There are provisions in the plants’ permits with the DEQ that say violating them will result in termination of the permit, but plants only need to report violations to the department and fix them in a timely manner to avoid termination.
According to Calos, the plant in Henrico has not reported any violations of its permits in the last 10 years. The plant in Hopewell has recorded three instances of excessive volatile organic compound emissions in June, July and August of 2015 that resulted in a total fine of $20,422. Organic compound emissions can include a wide range of chemical outputs, but the EPA says they can include chemicals that cause cancer in animals or are suspected of causing cancer in humans.
At the Radford plant, the DEQ has received 10 notices of violations related to its particulate pollution emissions from their on-site, coal-fired power plant over the last 10 years. Additionally in 2015, Calos says the plant was found to be in violation of its permit after an incinerator did not meet emission standards for low volatile metals. In 2017, another citation by the department was issued after some boilers at the plant did not meet emission standards.
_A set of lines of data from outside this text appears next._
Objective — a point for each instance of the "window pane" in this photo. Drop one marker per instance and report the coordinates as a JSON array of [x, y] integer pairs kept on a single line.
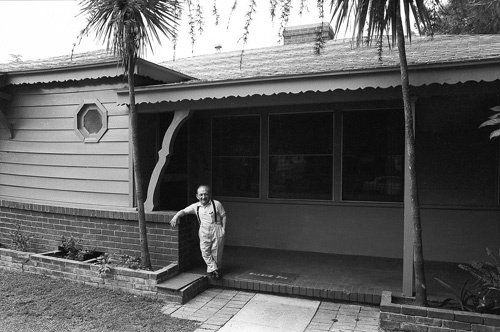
[[236, 176], [310, 133], [236, 136], [373, 156], [236, 156], [301, 157], [301, 177]]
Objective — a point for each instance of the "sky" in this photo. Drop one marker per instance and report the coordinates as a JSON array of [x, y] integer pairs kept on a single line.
[[35, 29]]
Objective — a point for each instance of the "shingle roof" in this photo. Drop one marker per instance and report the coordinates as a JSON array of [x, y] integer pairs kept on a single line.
[[338, 56]]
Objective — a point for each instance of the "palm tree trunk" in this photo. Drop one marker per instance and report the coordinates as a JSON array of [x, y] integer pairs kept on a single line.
[[145, 257], [418, 257]]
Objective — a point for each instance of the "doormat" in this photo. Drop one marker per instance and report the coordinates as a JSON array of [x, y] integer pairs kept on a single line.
[[268, 276]]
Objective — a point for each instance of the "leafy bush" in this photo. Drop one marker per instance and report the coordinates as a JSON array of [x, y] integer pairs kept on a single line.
[[107, 261], [20, 241], [73, 249], [483, 294]]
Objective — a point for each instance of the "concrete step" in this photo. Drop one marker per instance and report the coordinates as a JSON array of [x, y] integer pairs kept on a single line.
[[183, 287]]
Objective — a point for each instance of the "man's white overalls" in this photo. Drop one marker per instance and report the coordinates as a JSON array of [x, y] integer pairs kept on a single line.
[[211, 232]]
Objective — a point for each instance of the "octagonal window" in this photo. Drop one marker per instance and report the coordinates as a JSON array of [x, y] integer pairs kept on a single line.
[[91, 121]]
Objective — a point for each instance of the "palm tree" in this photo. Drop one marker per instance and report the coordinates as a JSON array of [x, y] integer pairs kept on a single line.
[[127, 27], [372, 19]]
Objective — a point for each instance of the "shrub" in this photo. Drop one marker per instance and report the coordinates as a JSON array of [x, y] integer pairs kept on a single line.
[[20, 241], [73, 249], [481, 295]]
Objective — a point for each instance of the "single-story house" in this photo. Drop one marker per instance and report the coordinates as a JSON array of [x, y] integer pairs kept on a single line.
[[306, 151]]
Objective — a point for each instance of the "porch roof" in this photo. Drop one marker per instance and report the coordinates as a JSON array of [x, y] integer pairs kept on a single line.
[[296, 69]]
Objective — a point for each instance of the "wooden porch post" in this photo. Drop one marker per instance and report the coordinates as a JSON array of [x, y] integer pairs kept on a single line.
[[163, 157], [408, 270]]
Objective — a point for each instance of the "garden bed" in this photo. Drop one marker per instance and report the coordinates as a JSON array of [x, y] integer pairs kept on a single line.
[[138, 282], [398, 314]]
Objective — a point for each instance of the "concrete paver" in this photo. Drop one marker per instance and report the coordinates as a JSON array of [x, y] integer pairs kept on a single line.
[[226, 310]]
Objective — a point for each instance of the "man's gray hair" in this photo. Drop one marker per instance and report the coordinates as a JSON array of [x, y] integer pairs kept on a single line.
[[207, 187]]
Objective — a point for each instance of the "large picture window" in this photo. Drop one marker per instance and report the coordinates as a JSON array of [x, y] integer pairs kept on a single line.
[[373, 156], [236, 156], [301, 156]]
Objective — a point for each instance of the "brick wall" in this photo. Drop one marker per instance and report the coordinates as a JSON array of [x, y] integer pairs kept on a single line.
[[137, 282], [108, 231], [404, 317]]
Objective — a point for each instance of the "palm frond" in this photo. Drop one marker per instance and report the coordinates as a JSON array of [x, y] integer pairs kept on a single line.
[[369, 20], [129, 27]]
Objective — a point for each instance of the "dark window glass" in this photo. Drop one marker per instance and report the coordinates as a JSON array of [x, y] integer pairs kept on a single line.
[[236, 156], [300, 156], [373, 156], [92, 121]]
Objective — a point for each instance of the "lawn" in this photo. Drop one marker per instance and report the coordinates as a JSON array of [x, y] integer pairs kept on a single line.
[[30, 302]]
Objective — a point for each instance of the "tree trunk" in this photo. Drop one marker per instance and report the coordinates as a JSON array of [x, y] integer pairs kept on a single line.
[[145, 257], [418, 257]]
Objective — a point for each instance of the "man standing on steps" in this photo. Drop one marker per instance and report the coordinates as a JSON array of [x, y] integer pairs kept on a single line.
[[212, 219]]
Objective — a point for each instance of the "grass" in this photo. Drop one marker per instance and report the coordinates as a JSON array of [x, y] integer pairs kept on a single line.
[[30, 302]]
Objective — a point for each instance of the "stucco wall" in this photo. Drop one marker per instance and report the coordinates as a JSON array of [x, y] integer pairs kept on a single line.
[[449, 235]]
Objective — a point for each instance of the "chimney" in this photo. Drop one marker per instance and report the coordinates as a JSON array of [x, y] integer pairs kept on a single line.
[[306, 33]]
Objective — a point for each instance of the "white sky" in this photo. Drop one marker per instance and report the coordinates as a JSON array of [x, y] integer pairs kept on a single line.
[[44, 28]]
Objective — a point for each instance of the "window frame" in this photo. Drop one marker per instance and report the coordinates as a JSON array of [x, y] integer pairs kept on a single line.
[[212, 156], [79, 123]]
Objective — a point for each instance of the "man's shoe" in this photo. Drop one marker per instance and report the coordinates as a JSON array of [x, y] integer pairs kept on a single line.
[[217, 274]]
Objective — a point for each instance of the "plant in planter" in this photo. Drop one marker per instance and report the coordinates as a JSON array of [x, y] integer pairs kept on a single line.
[[72, 248], [483, 294], [20, 241], [107, 261]]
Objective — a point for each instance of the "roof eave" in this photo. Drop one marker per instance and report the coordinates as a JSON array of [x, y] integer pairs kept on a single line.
[[421, 74], [108, 68]]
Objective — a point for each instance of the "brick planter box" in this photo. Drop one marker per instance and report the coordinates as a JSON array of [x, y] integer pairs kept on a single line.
[[14, 260], [407, 317], [120, 279]]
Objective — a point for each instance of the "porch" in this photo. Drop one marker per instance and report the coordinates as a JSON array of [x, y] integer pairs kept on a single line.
[[326, 276]]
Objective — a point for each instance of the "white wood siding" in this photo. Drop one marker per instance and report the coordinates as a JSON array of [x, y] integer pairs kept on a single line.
[[46, 160]]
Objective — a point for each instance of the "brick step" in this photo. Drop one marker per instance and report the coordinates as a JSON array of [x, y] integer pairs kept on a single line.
[[183, 287]]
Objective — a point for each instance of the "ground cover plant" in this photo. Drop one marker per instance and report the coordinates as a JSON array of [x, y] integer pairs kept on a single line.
[[480, 294], [30, 302]]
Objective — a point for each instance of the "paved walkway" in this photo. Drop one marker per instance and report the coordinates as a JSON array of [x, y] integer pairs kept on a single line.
[[228, 310]]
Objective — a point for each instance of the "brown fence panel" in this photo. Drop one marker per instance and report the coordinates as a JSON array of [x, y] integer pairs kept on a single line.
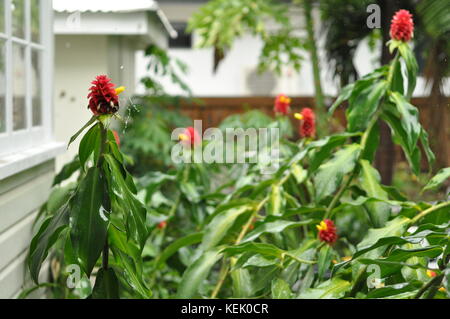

Most recently in 2018, the plant was issued a noncompliance notice when it exceeded its permitted limit for emissions of nitrogen oxide.
According to Calos, the fines resulting from these violations totaled $692,648 over 10 years. BAE Systems, the primary defense department contractor operating in the plant, profited over $1 billion in nine of those 10 years, according to Forbes.
Under their permits, all three plants must implement several procedures to minimize the frequency and duration of excess emissions. Those precautions include developing a maintenance and inspection schedule, training operators on the proper use of equipment and keeping records of their operating conditions.
The DEQ and EPA are required to monitor these industrial sites, but neither said they are under any obligation to inform community members about the dangers of living near these toxic sites.
The Hopewell and Henrico plants did not respond to our requests for an interview, but Calos said their employees receive annual training on these dangers through their hazardous communications program. Representatives of the Radford plant also present information about their emissions at community meetings, but the plants in Hopewell and Henrico did not provide VPM with proof that they have taken the same steps to involve the community.
Activists and healthcare experts say information like ProPublica’s map should galvanize community members to take action by demanding more oversight and greater transparency from industries polluting their communities with cancer-causing emissions.
“I think that we need to go back to our community leaders and our public health leaders in the commonwealth to ask for intervention,” Anderson said. “I don’t think that [excess cancer risk] is unavoidable.”